2.       There is no purely functional weak hash table.

With a garbage collected imperative language, the relationships between the vertices and edges of a graph can be expressed using weak hash tables. The garbage collector will then collect unreachable subgraphs for you. There is no purely functional weak hash table so, in a pure language, you must write your own garbage collector.

Note that this is a really fringe disadvantage with most developers never having used a weak hash table!


3.       There are no purely functional concurrent collections.

By definition, immutable collections cannot support concurrent mutation. Consequently, if you want a shared mutable collection such as an in-memory database then there is no efficient purely functional solution.


4.       Most graph algorithms look worse and run much slower when written in an FP style.

Purely functional programming is a great tool for some kinds of problems but graph algorithms are one place where I have noticed that pure solutions are often worse both in terms of speed and clarity.

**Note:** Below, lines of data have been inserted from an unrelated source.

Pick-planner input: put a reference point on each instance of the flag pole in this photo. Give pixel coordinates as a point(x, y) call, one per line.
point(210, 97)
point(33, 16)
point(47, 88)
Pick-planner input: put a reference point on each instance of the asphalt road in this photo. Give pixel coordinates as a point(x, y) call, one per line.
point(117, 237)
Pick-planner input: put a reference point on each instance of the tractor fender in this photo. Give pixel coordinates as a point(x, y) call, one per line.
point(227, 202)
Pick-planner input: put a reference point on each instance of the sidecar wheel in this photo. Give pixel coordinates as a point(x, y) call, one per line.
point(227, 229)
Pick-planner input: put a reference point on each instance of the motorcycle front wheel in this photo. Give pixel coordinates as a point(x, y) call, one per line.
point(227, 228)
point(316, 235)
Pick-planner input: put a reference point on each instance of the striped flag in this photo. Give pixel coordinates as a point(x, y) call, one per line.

Compare Prim’s algorithm in 12 lines of Python with Prim’s algorithm in 20 lines of Haskell. And why does the Haskell use Prim’s algorithm? Probably because Kruskal’s algorithm is built upon the union-find collection and there is no known efficient purely functional union-find collection.


5.       The inertia of traditional imperative data structures and algorithms is huge.

Beyond graph algorithms, there are many parts of computer science where 65 years of published literature has focused almost entirely upon imperative solutions. Consequently, imperative programmers can easily build upon the backs of giants whereas purely functional programmers are often left starting from scratch. After all, just a few years ago memoization in Haskell was the topic of a PhD thesis!

I once challenged a group of Haskell programmers (several of whom had PhDs in Haskell) to write an efficient generic parallelised quicksort in Haskell and this is what happened.


6.       All existing implementations of functional programming languages, both pure and impure, happen to allocate far too much by design.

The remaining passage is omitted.